Sénégal: Une fillette de 4 ans retrouvée morte égorgée à Kantene - Trois suspects arrêtés par la gendarmerie

15 Janvier 2020

Retrouvée morte dans des conditions atroces, puisque «égorgée», la fillette Maimouna Barry, âgée de 4 ans, a été kidnappée chez elle-même la veille aux environs de 18h30 par des individus.

Des recherches entreprises par ses parents, en vain, le corps sans vie de l'enfant gisant dans une mare de sang sera découvert par sa mère le mardi matin à côté de la maison.

Créant stupeur, tristesse et consternation des parents de la victime et des voisins qui ont assisté à l'arrestation de suspects par les gendarmes arrivés sur les lieux. Qui a tué la petite Maimouna ? Et pourquoi ? L'enquête ouverte par la Gendarmerie permettra d'élucider ce crime dans cette zone de Kanténe nichée au fond de la forêt.

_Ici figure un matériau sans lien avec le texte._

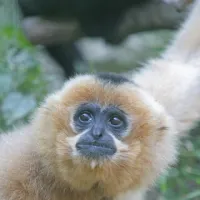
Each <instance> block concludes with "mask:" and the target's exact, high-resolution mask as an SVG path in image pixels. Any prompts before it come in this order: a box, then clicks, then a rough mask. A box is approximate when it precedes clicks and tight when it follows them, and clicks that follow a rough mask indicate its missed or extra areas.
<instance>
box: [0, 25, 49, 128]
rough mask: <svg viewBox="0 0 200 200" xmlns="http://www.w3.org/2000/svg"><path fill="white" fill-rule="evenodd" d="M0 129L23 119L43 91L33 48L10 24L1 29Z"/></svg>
mask: <svg viewBox="0 0 200 200" xmlns="http://www.w3.org/2000/svg"><path fill="white" fill-rule="evenodd" d="M0 37H1V41H0V113H1V114H0V128H1V129H3V130H6V129H8V128H11V127H12V126H14V125H16V124H18V123H21V122H22V121H26V120H27V119H28V116H30V114H31V113H32V112H33V111H34V109H35V108H36V106H37V104H38V102H40V101H41V100H42V99H43V98H44V95H45V93H46V81H45V79H44V77H43V75H42V73H41V70H40V66H39V63H38V62H37V61H36V60H35V59H34V53H35V52H34V49H33V48H32V46H31V45H30V44H29V43H28V42H27V41H26V39H25V38H24V37H23V34H22V33H21V32H20V31H19V30H17V29H15V28H12V27H4V28H3V29H1V30H0Z"/></svg>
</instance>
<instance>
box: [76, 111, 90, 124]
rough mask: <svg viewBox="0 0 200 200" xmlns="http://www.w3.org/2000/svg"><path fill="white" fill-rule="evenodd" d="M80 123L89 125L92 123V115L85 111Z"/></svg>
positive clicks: (80, 119)
mask: <svg viewBox="0 0 200 200" xmlns="http://www.w3.org/2000/svg"><path fill="white" fill-rule="evenodd" d="M79 121H80V122H82V123H89V122H91V121H92V114H91V113H90V112H88V111H84V112H82V113H81V114H80V115H79Z"/></svg>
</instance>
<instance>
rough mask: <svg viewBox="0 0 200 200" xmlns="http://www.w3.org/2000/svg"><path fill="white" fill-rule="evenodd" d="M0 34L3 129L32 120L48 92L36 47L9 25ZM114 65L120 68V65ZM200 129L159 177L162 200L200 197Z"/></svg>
mask: <svg viewBox="0 0 200 200" xmlns="http://www.w3.org/2000/svg"><path fill="white" fill-rule="evenodd" d="M0 37H1V41H0V129H3V130H6V129H10V128H12V126H13V125H16V124H18V123H21V122H23V121H26V120H27V119H28V117H29V116H30V114H31V113H32V112H33V111H34V110H35V108H36V107H37V105H38V103H39V102H41V101H42V100H43V98H44V95H45V94H46V80H45V79H44V77H43V74H42V72H41V70H40V66H39V63H38V62H37V61H36V60H35V59H34V53H35V52H34V49H33V48H32V47H31V45H30V44H29V43H28V42H27V41H26V40H25V38H24V37H23V35H22V34H21V32H20V31H19V30H16V29H14V28H12V27H5V28H3V29H2V30H0ZM156 51H158V50H156ZM110 65H112V63H111V64H110ZM110 65H109V66H108V69H111V66H110ZM90 67H91V69H90V70H91V71H92V72H93V71H95V70H94V69H93V66H92V65H91V66H90ZM113 68H115V70H116V71H117V70H119V68H120V67H116V65H115V66H114V67H113ZM116 68H118V69H116ZM106 69H107V66H106ZM198 130H199V129H196V132H194V133H193V134H191V135H190V137H189V138H187V139H184V141H183V142H182V145H181V147H180V156H179V161H178V163H177V165H175V166H174V167H173V168H172V169H171V170H170V171H169V172H168V173H167V174H166V176H163V177H161V179H160V180H159V182H158V187H157V190H158V191H159V193H160V194H161V196H162V200H198V199H200V134H198V132H199V131H198ZM153 200H155V199H153Z"/></svg>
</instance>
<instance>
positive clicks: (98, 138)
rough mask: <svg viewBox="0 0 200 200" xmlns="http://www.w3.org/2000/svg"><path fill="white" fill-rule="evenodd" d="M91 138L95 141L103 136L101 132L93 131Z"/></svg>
mask: <svg viewBox="0 0 200 200" xmlns="http://www.w3.org/2000/svg"><path fill="white" fill-rule="evenodd" d="M92 136H93V137H94V138H95V139H99V138H101V137H102V136H103V133H102V131H93V133H92Z"/></svg>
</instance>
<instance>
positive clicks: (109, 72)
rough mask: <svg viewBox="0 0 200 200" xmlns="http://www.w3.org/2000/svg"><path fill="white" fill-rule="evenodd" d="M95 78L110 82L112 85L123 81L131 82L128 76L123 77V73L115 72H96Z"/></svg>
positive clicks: (124, 81)
mask: <svg viewBox="0 0 200 200" xmlns="http://www.w3.org/2000/svg"><path fill="white" fill-rule="evenodd" d="M97 78H98V79H100V80H101V81H103V82H105V83H111V84H113V85H120V84H123V83H133V84H134V82H132V81H131V80H129V79H128V78H126V77H124V76H123V75H120V74H116V73H111V72H109V73H98V74H97Z"/></svg>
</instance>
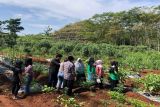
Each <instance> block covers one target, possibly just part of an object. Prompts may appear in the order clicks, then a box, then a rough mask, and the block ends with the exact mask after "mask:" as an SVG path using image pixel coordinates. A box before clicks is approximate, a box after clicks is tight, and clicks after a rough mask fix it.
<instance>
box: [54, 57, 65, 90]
mask: <svg viewBox="0 0 160 107" xmlns="http://www.w3.org/2000/svg"><path fill="white" fill-rule="evenodd" d="M66 61H67V59H65V60H64V62H66ZM64 62H61V64H60V68H59V72H58V82H57V86H56V87H57V91H58V92H59V90H60V88H63V80H64Z"/></svg>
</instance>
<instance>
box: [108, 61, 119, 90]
mask: <svg viewBox="0 0 160 107" xmlns="http://www.w3.org/2000/svg"><path fill="white" fill-rule="evenodd" d="M109 81H110V84H111V90H114V88H115V87H117V84H118V83H119V75H118V62H117V61H112V62H111V67H110V69H109Z"/></svg>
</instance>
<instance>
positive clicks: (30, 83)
mask: <svg viewBox="0 0 160 107" xmlns="http://www.w3.org/2000/svg"><path fill="white" fill-rule="evenodd" d="M0 64H2V65H3V66H5V67H7V68H9V69H11V70H12V71H13V78H12V94H13V99H18V98H19V97H18V96H17V95H18V91H19V89H20V86H21V83H22V77H23V75H24V76H25V77H26V80H25V95H24V97H25V96H27V95H29V94H30V84H31V82H32V79H33V68H32V58H27V59H25V63H24V65H25V67H24V68H23V67H22V65H23V62H22V61H16V62H15V63H14V64H13V65H9V64H6V63H3V62H0ZM23 71H24V73H22V72H23Z"/></svg>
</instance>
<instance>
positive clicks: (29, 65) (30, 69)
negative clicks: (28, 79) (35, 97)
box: [25, 65, 33, 76]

Le corps sans vie d'une fillette de 4 ans, répondant au nom de Maimouna Barry, a été retrouvé à côté de son domicile, dans des conditions atroces ; ce qui n'a pas laissé indiffèrent le voisinage et la famille de la victime plongée dans la tristesse, hier mardi matin à Kantène, à la lisière de Ziguinchor, dans la forêt.

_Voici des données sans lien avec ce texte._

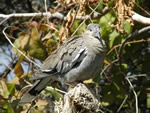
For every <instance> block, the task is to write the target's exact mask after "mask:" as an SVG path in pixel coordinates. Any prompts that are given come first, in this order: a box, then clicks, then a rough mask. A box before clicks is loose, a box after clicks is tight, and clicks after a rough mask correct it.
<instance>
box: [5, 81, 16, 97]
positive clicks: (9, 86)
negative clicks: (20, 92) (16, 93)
mask: <svg viewBox="0 0 150 113" xmlns="http://www.w3.org/2000/svg"><path fill="white" fill-rule="evenodd" d="M6 85H7V88H8V91H9V93H10V94H11V95H14V94H15V84H9V83H7V84H6Z"/></svg>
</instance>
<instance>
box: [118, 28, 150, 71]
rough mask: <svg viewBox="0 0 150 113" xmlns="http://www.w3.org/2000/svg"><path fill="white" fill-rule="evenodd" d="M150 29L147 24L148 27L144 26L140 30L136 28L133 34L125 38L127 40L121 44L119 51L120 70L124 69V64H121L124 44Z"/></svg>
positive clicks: (147, 31) (121, 63)
mask: <svg viewBox="0 0 150 113" xmlns="http://www.w3.org/2000/svg"><path fill="white" fill-rule="evenodd" d="M149 30H150V26H147V27H144V28H142V29H140V30H136V31H135V32H133V33H132V34H130V35H129V36H128V37H127V38H126V39H125V41H124V42H123V43H122V44H121V46H120V48H119V51H118V54H119V59H118V61H119V65H120V70H121V71H122V66H121V64H122V51H123V48H124V46H125V45H126V43H127V42H128V41H129V40H131V39H133V38H135V37H137V36H139V35H141V34H143V33H145V32H148V31H149Z"/></svg>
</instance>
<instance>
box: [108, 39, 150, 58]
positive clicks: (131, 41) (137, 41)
mask: <svg viewBox="0 0 150 113" xmlns="http://www.w3.org/2000/svg"><path fill="white" fill-rule="evenodd" d="M141 42H150V40H144V39H142V40H134V41H130V42H127V43H125V45H128V44H135V43H141ZM120 46H121V44H118V45H115V46H114V47H113V48H112V49H111V50H109V51H108V52H107V54H106V56H107V55H109V54H110V53H111V52H112V51H113V50H115V49H116V48H118V47H120Z"/></svg>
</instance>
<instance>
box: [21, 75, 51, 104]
mask: <svg viewBox="0 0 150 113" xmlns="http://www.w3.org/2000/svg"><path fill="white" fill-rule="evenodd" d="M50 83H52V79H51V78H48V77H46V78H43V79H41V80H38V81H36V82H35V83H34V84H33V86H32V87H31V88H30V89H29V90H28V91H27V92H26V93H25V94H24V95H23V96H22V98H21V100H20V102H19V104H26V103H30V102H32V101H33V100H34V99H35V97H36V96H37V95H38V94H39V93H40V92H41V91H42V90H43V89H45V88H46V86H47V85H49V84H50Z"/></svg>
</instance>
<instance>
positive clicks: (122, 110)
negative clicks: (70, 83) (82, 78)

La Gendarmerie déployée sur les lieux du drame, quelques heures après, a mis la main sur trois suspects aussitôt arrêtés et placés en garde à vue.

Le récit glaçant et poignant d'une des sœurs de la victime a permis d'avoir une idée sur le film de de ce kidnapping suivi de meurtre qui a ému plus d'un, hier mardi à Kantène, localité de la commune de Niaguis située à la lisière de Ziguinchor et plongé dans la forêt.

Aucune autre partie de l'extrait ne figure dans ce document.